Puede que la realidad sea menos inspiradora que la fantasía, pero en el pasado que nos relatan Jarman y Barraclough no faltan los bárbaros que todos esperamos: con la espada temblando en su mano, vislumbrando una costa desconocida, mientras sus drakkars se balancean violentamente entre el oleaje.
Jarman sabe cuántos actos de crueldad y de coraje iluminan la era vikinga, pero su tarea no consiste en enumerar hazañas o masacres. En realidad, su libro, Los reyes del río, tiene un punto de criminología forense, al estilo CSI. Más de uno estará aburrido de leer esto, pero nos encontramos ante un ensayo que parece diseñado por un guionista. Con una curiosidad contagiosa, Jarman nos muestra el objeto que cambió su vida: una cornalina procedente de la India, oculta en un yacimiento arqueológico en las islas británicas.

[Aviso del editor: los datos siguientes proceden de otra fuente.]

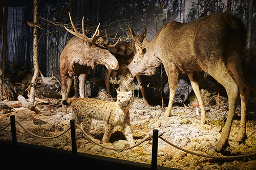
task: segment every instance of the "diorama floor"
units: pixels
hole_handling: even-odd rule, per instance
[[[56,102],[56,101],[55,101]],[[57,101],[58,104],[60,103]],[[0,114],[0,129],[10,123],[10,115],[15,116],[18,122],[28,131],[41,136],[53,136],[63,132],[70,126],[71,109],[68,108],[68,114],[63,115],[60,105],[52,105],[51,111],[46,104],[38,104],[39,111],[34,112],[28,108],[15,108],[16,111],[11,114]],[[162,116],[166,107],[160,106],[145,108],[143,100],[136,99],[130,108],[131,125],[136,142],[143,139],[153,129],[159,130],[159,134],[168,141],[188,150],[202,154],[221,156],[222,153],[209,147],[218,142],[225,124],[228,112],[224,108],[217,109],[215,106],[206,107],[209,123],[202,125],[200,115],[196,110],[174,105],[173,116]],[[30,116],[44,120],[47,124],[40,127],[34,125]],[[229,147],[222,155],[236,155],[256,152],[256,119],[255,113],[247,114],[246,134],[248,139],[245,143],[239,144],[236,141],[240,123],[239,114],[236,114],[229,138]],[[16,124],[17,139],[18,142],[45,146],[67,151],[72,151],[70,133],[56,138],[44,139],[37,138],[25,132]],[[104,134],[105,123],[93,120],[90,133],[93,137],[101,140]],[[151,163],[152,141],[146,141],[132,149],[116,151],[103,149],[84,138],[79,129],[76,130],[77,151],[79,153],[114,158],[133,162]],[[0,131],[0,139],[11,140],[10,126]],[[128,143],[119,127],[114,130],[110,145],[117,148],[128,147]],[[158,165],[181,169],[254,169],[256,167],[255,157],[239,160],[222,160],[195,156],[179,150],[161,139],[158,139]],[[84,165],[86,167],[86,165]]]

Bajo el paraguas del departamento de Arqueología y Antropología de la Universidad de Bristol, Jarman y su equipo, especialistas en genética y estratigrafía, emplearon en 2017 los últimos recursos tecnológicos en los terrenos de la iglesia de St. Wystan, en Repton, Derbyshire, donde pudieron desvelar otros secretos del Gran ejército pagano: aquella armada danesa que se apropió, a sangre y fuego, de buena parte de lo que hoy es Inglaterra a fines del siglo IX.

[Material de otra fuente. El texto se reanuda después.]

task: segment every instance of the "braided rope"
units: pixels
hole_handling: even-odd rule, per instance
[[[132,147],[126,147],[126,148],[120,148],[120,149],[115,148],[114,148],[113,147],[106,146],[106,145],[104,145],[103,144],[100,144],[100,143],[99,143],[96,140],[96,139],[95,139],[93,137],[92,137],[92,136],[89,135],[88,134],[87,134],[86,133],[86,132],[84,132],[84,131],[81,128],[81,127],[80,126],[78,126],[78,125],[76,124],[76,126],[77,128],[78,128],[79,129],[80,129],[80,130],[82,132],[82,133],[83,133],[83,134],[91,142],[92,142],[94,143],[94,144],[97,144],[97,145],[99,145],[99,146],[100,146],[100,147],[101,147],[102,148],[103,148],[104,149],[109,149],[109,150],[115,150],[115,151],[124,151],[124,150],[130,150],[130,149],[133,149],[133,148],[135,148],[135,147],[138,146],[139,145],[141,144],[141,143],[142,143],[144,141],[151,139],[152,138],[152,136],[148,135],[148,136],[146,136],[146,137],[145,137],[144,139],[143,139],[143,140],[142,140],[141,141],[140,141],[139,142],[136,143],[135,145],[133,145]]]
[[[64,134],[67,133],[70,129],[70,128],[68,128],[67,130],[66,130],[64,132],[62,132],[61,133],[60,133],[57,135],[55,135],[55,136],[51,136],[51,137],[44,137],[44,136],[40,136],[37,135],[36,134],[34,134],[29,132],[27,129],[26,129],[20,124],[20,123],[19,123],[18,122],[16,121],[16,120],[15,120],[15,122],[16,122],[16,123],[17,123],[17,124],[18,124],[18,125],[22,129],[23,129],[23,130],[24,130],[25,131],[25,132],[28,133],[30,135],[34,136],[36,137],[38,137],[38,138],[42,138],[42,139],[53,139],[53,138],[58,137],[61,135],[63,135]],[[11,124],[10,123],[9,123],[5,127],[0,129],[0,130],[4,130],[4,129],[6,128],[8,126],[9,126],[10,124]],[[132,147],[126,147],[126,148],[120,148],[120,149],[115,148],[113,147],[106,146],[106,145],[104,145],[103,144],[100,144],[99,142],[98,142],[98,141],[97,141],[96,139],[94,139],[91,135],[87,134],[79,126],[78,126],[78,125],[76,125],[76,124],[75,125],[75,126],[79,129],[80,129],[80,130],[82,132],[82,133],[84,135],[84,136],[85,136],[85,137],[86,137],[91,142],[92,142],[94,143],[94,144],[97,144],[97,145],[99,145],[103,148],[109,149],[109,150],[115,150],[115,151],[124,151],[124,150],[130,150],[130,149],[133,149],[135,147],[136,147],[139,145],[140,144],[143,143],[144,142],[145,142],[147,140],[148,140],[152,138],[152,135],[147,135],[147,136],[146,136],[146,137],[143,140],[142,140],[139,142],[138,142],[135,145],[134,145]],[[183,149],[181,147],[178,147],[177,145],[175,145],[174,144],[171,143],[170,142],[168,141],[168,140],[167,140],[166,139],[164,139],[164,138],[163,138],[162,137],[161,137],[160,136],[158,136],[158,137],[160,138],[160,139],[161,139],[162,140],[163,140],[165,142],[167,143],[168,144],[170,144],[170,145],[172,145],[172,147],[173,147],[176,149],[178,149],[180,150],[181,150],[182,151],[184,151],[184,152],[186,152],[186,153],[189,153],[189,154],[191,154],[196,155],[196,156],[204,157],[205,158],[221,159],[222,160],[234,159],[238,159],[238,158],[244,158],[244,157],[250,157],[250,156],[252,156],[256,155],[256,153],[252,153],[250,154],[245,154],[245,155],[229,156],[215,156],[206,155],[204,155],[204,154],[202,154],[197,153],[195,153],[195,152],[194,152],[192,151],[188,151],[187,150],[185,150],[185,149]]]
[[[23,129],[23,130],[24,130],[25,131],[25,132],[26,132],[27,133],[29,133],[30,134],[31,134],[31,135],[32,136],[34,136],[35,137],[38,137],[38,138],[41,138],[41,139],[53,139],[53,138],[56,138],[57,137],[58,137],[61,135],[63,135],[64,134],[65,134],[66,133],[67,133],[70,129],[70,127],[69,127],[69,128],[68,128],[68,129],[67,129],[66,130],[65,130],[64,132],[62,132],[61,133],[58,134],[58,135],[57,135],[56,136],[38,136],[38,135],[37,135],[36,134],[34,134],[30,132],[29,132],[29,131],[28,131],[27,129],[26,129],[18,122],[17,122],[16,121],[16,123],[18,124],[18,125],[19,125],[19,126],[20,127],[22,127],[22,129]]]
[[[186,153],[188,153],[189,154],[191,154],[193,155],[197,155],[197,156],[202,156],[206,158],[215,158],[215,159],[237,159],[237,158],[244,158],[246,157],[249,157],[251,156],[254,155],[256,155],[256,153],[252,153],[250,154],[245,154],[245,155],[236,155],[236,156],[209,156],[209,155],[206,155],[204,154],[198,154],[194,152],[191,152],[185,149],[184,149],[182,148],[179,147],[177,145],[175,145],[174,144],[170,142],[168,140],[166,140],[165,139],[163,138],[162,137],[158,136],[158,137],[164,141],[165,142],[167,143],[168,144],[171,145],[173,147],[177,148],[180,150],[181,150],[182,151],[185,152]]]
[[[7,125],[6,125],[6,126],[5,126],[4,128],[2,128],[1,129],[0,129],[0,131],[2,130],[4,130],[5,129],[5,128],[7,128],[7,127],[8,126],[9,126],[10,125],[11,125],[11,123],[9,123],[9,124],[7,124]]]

Mucho más que saqueadores y guerreros
Siguiendo la insólita pista de esa cuenta de cornalina de Guyarat, encontrada en el jardín de la vicaría de Repton, Cat Jarman nos habla de estos exploradores incansables, que siguiendo el curso de los ríos, alcanzaron la Ruta de la Seda y e incluso tomaron posesión de nuevos territorios en lo que más tarde sería Rusia.
También se pregunta en su libro hasta dónde llegaron las rutas vikingas y cuáles fueron las verdaderas costumbres de este pueblo que parecía poseído por dioses ancestrales y primitivos, y que, sin embargo, también fue capaz de aportar una interesante cultura que pervivió tanto en la Inglaterra de Alfredo el Grande como en los reinos escandinavos.
En Literaturas germánicas medievales (1966), Borges ya nos habló de quienes conservaron esa herencia con mayor afán, los islandeses: «Distrajeron sus ocios con juegos atléticos y su nostalgia con las tradiciones de la estirpe. Inventaron un deporte singular, que no se ha dado en el resto del mundo, la riña de potros, que peleaban a coces y dentelladas, a la vista de las yeguas. Produjeron una vasta literatura, en verso y en prosa. A diferencia de lo que pasó en reinos de Inglaterra y de Alemania, la nueva fe cristiana no enemistó a los hombres con la antigua. Ésta fue siempre parte de su nostalgia».
Dicho legado evolucionó para seguir siendo viable y sobrevivir, al menos en el terreno de las identidades nacionales. Y desde luego, así como distintas generaciones de europeos se preocuparon por conservar este componente vikingo, también el romanticismo sirvió para recuperar e inmortalizar la figura de los hombres del norte.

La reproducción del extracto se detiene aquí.